Ai fini della sussistenza del peculato occorre verificare la reale attività esercitata e gli scopi perseguiti dall'amministratore di sostegno, nello svolgimento del suo incarico (cfr. Cass. Pen., sez. 6, sent. n. 50754 del 12.11.2014 ud., Insolera, Rv. 261418-01). Orbene, l'amministrazione di sostegno, figura introdotta dall'art. 3 della legge n. 6 del 9 gennaio 2004, rappresenta un istituto di tutela meno incisivo rispetto all'interdizione e all'inabilitazione, in quanto consente una minor limitazione della capacità di agire del soggetto sottoposto a tutela ed è dotato di una flessibilità tale da adattarsi alle esigenze dell'amministrato. Quest'ultima caratteristica permette una gestione del patrimonio nell'interesse dell'assistito, la quale non deve limitarsi esclusivamente a quest'ultimo potendosi estendere alla cura della famiglia.

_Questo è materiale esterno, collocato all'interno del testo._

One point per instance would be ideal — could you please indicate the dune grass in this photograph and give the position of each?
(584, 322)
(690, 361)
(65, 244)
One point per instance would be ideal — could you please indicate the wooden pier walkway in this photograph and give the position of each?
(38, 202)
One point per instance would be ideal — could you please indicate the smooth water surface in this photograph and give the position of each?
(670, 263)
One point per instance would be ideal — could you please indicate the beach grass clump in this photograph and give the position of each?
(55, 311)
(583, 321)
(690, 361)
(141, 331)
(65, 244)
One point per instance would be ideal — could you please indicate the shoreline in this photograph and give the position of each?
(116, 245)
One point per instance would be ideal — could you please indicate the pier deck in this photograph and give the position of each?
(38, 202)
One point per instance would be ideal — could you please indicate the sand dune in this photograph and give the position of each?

La limitazione della capacità di agire non comporta, infatti, il venir meno dell'utilizzazione del patrimonio per l'ordinaria gestione familiare, ossia di tutte le spese inerenti la vita familiare.

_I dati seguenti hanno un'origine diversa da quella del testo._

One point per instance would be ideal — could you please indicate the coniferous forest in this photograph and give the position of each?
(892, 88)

La S., invero, effettuando elargizioni in favore del nipote R.R. e della figlia C. B., non ha utilizzato le risorse presenti sul conto corrente del C. per soddisfare propri interessi, bensì per provvedere alla gestione familiare, producendo una commistione tra spese sostenute nell'interesse dell'amministrato e della famiglia, senza procurare alcun danno al coniuge.
Da tale assunto deriva la buona fede dell'imputata, la quale ha operato unicamente nell'interesse della famiglia, gestendo il patrimonio come avrebbe fatto il coniuge se non fosse stato sottoposto ad amministrazione di sostegno. La Corte di Appello, dunque, non è incorsa nel vizio censurato, ritenendo prevalente la buona fede della S. ed assente l'elemento soggettivo del reato.

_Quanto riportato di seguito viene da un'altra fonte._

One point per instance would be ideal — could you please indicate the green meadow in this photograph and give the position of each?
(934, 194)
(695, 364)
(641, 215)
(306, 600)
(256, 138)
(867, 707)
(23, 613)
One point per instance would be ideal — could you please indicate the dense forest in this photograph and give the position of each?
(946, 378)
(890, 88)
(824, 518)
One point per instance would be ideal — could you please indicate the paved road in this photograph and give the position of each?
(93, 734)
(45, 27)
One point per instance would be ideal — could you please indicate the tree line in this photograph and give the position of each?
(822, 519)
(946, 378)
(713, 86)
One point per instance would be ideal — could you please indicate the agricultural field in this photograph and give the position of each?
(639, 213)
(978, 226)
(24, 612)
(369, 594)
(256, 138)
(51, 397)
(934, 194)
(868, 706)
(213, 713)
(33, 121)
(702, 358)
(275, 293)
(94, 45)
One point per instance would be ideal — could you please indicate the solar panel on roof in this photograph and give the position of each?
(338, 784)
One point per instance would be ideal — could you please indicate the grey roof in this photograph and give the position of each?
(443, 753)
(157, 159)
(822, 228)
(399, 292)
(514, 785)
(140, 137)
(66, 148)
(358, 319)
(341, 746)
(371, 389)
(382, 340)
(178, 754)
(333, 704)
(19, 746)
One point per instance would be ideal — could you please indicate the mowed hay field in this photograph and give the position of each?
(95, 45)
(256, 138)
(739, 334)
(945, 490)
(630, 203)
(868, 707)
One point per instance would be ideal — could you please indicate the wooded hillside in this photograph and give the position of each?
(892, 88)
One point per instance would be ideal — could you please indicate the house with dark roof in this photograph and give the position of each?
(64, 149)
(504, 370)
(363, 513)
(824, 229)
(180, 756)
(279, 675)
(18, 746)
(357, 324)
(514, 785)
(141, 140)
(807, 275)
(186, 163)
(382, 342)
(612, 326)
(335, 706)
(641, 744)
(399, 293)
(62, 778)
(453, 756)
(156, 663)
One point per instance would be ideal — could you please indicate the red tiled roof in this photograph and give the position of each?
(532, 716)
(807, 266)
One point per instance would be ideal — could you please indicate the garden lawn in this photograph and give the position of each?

6. Il giudice di merito, peraltro, riconduce la non certezza della sussistenza del dolo all'errore dell'amministratrice in ordine alle modalità di gestione del patrimonio dell'amministrato. Su tale elemento si fonda il secondo motivo dedotto dalla parte civile nel ricorso, id est violazione di legge circa l'errore di diritto ricadente su norma extrapenale, anch'esso infondato.
L'errore sulla legge penale è considerato inescusabile qualora ricada sulla struttura del reato e su norme e nozioni proprie di altre branche del diritto che, tuttavia, integrano la fattispecie criminosa. Le norme extrapenali, invero, si distinguono in disposizioni integratrici del precetto, le quali sono considerate incorporate in esso e, dunque, legge penale, e disposizioni non integratrici, ossia norme che regolano rapporti giuridici non di natura penale non richiamate dalla fattispecie delittuosa.
Il discrimen tra le tipologie di norme extrapenali è dato dalla scusabilità o meno dell'errore ricadente su di esse, in quanto nel caso di disposizioni integratrici manca l'efficacia esimente, salva l'ipotesi di errore inevitabile (cfr. Corte Cost., sent. n. 364 del 24.03.1988). Per quanto concerne, invece, le norme non integratrici, non essendovi alcuna specificazione ovvero contributo rispetto al contenuto del precetto, l'errore su di esse escluderà il dolo, trattandosi di errore sul fatto, di cui all'art. 47 comma 3 cod. pen. (cfr. Cass. Pen., sez. 2, sent. n. 43309 del 8.10.2015 ud., L., Rv. 264978- 01).
Occorre sottolineare, tuttavia, i requisiti dell'assenza di qualsivoglia richiamo esplicito o implicito della norma extrapenale da parte di quella penale e, soprattutto, l'esclusiva destinazione a regolare rapporti giuridici non penali della norma su cui ricada l'errore così scusabile, altrimenti la norma sarà considerata integratrice e, dunque, inescusabile (cfr. Cass. Pen., sez. 4, sent. n. 14819 del 30.10.2003 ud., T., Rv. 227875- 01).
Ciò posto, nel caso di specie la Corte di Appello ha rinvenuto un errore su norma extrapenale non integratrice, in quanto ricadente su norme che regolano il rapporto di comunione legale tra coniugi e non legata all'amministrazione di sostegno, inerenti invece al peculato.
P.Q.M.
La Corte rigetta i ricorsi. Condanna C. B. e C. P.N. al pagamento delle spese processuali.